On the Question of the Gods
Thursday 23 October, 2014
6:30 - 8:30pm, $0/Rsvp
Columbia University, Casa Italiana
1161 Amsterdam Avenue, Teatro
Everyone reading the Iliad and the Odyssey wonders what the presence of the gods and the demi-gods might signify - for the ancient Greeks and then for us as post-moderns. How are transcendent or spiritual values conveyed in Homer's texts? How does Bearden translate Homer's gods onto today's scene?
Program Participants:
Edward Mendelson is Lionel Trilling Professor in the Humanities at Columbia and W. H. Audens literary executor. His books include The Things That Matter (on seven novels about personal life) and the forthcoming Moral Agents (about eight American writers).
Richard Sacks joined Columbia's Department of English and Comparative Literature in 1978, and he has also taught courses for the Departments of Classics and of Germanic Language and Literatures. His work focuses on the literary, mythic and linguistic traditions of Homeric Greek, Old English, and Old Norse, but he also works in areas such as biblical narrative, Celtic myth and narrative, classical myth in English poetry, and modern epic poetry, as well as the field of information technology. He has served terms at Columbia as Director of Academic Information Systems, and as Executive Director of Information Technology and Adjunct Professor of Management Information Systems at the Columbia Business School, as well as Director of the First-Year Writing Program in the College. His publications include The Traditional Phrase in Homer: Two Studies in Form, Meaning and Interpretation, as well as articles on Greek, Old English and Old Norse poetry and linguistics, and on technology issues in higher education. His current book project tentatively entitled Close Reading Infinite Horizons: the Healing Poetics of Derek Walcott's Omeros focuses on the poetic and narrative strategies of Walcott's Nobel-Prize-winning poem.

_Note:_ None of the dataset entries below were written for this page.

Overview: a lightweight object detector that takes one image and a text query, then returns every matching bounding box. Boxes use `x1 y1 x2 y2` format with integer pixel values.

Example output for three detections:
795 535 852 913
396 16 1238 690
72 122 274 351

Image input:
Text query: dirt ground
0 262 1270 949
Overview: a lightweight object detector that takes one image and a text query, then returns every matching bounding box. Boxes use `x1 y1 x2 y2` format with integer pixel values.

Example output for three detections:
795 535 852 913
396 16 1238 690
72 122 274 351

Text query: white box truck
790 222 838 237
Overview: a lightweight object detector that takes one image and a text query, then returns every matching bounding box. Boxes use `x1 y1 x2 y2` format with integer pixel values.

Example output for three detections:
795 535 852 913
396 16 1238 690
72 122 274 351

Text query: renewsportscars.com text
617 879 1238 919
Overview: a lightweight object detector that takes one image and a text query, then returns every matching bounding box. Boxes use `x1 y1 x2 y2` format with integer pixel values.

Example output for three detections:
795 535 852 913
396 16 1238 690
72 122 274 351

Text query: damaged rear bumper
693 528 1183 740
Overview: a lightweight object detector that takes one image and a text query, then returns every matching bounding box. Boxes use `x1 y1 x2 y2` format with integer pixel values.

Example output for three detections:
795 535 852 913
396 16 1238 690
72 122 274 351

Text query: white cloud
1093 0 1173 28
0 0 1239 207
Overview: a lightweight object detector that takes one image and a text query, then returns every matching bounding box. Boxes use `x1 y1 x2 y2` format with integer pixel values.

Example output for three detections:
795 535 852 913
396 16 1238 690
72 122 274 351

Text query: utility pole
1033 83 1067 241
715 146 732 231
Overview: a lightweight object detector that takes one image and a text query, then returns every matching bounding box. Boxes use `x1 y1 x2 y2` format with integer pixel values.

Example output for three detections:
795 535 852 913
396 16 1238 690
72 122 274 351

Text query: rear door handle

Andrew Szegedy-Maszak earned his BA in Classics at the University of Michigan and his PhD at Princeton University. Since 1973 he has been on the faculty at Wesleyan University, where he is now Professor of Classical Studies and Jane A. Seney Professor of Greek. He has also held visiting professorships at UCLA, Dartmouth and the Yale School of Drama. He has been a guest scholar in the Department of Photographs at the J. Paul Getty Museum. He has won the American Philological Association's award for excellence in the teaching of Classics, as well as the Wesleyan University award for teaching excellence. In 1998-99 he was the "250th Anniversary Visiting Professor for Distinguished Teaching" at Princeton. In 2012-13 he was Wesleyans first Distinguished Teaching Fellow. He has published widely on Greek history and historiography and on the history of photography. His current project is a study of the representation of classical sites by 19th-century photographers and travel writers; among his publications is the co-authored Antiquity and Photography (2005), which won the Association of American Publishers Award for Excellence in Scholarly Publishing.